What does 50 picograms of Clenbuterol mean to you?
For Alberto Contador it could mean losing the yellow jersey from this year’s Tour de France. For professional road cycling in general it is yet another stench of drug doping on our already tainted sport.
This news was all over the cycling blogosphere and websites last night and even managed to hit the mainstream news (admittedly cycling hits the mainstream news in Australia for two reasons: 1. once a year to announce the winner of the Tour de France, and 2. for any news/ gossip/ hearsay/ twitterfeed that involves some form of drug use in cycling). Certainly there are many views and opinions out there, all of which are more informed and enlightening than anything I have to offer. As usual, my indulgent ramble will continue its agenda of providing no useful information whatsoever.
There was a phase many of us went through when we thought highly of our abilities, and even more so about our potential. Depending on the circumstance and the perseverance of this belief these people are known to be “immature” (children), “losers” (I coulda and woulda if...) or “leaders in their field” (recognised by the enlightened and united by the fact that none of them feel the need to post blogs). In cycling, this belief is manifest by the conviction that, given the right conditions, we could have gone pro. For me that moment was (many years ago) when I strapped a number on my jersey and just before I got thrown out the back of C grade (about twenty minutes later). Like many of us, I fought to match what I thought of my ability and the reality check that is the Saturday club race. I got to a level where I did my turns at the front of B grade only to be spat out the back of A grade the following weekend. I got no further. And that was just club racing.
But I had my hero’s. They were legends of cycling like Coppi, Bartali, Merckx. Or more contemporary hard men like Hinault, Kelly, Jalabert, Tchmil. The poker-faced machine that was Miguel Indurain. The irrepressible (but ultimately fragile) Marco Pantani. The bravado of Mario Cippollini. And they all meant a lot to me.
Then came 1998. Now was that a significant year for the face of professional road cycling. It was the time when the general public (as well as the more naive club cyclist) woke up to the nasty smell of drug (and blood) cheats. And just how systematic and widespread the practice was. It started with the Festina affair with the ejection of Richard Virenque, Alex Zulle, Christophe Moreau, and the rest of the Festina team from the Tour. Then Marco Pantani is found to have suspiciously high testosterone levels, the remarkable but erratic Frank Vandenbrouke gets caught with amphetamines and EPO (and Clenbuterol), the great classics rider Johan Museeuw gets done for doping and trafficking, the stellar soloist that is David Millar gets done for EPO as does the remarkable climber, Roberto Heras. Then there was Dr Fuentes and Operacion Puerto. Then Floyd Landis gets done for testosterone after one of the most incredible solo stage victories in the Tour de France (stage 17 of the 2006 TdF). And the claims and allegations just keep going seemingly forever.
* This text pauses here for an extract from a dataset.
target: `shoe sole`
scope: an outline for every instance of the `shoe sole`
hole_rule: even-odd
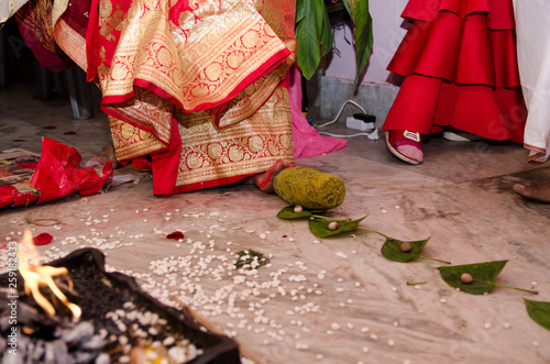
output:
[[[396,157],[398,157],[399,159],[402,159],[403,162],[407,162],[409,164],[413,164],[413,165],[418,165],[420,164],[419,161],[416,161],[416,159],[413,159],[413,158],[409,158],[408,156],[406,156],[405,154],[402,154],[399,153],[399,151],[397,151],[392,144],[389,144],[389,136],[388,136],[388,132],[384,132],[384,135],[386,136],[386,146],[387,148],[389,150],[389,152],[392,152],[393,155],[395,155]]]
Well I rode my Inbred SS again this morning. Having this much fun on a workday makes me feel like a truant child playing instead of attending to his lessons/ duties. A sense of guilt made more acute by the knowledge that I chose a slightly longer course with a distinct possibility that I might run late for work. And that would really piss off my secretary (a searing look from the redhead is enough to make skin peel). Yet the possibility that I may to get back in time and get away with it made the choice irresistible.
As I get older I don’t think as big as I used to. My heroes are closer to home. They are fellow bicycle riders who share the same pleasure of simply turning a pedal. And if they have pretensions they choose to keep it to themselves. Sure, some are racers such as the A grader that pulls his turn and still winds up a big sprint at the end. The sixteen year old who can jockey with the big boys whilst rolling on restricted gears. But also the sixty year old ex-sportsman returning back to form and riding because his knees are too arthritic to run. The casual group of 50-plus year olds who blow past me but welcome me into their slipstream. Any considerate commuting cyclist. And that large girl in a full pink outfit riding solo on a pink Pinarello Dogma who smiles in recognition as we ride past. She has the knowledge. We all share the knowledge.
What does 50 picograms of Clenbuterol mean to me? Not much.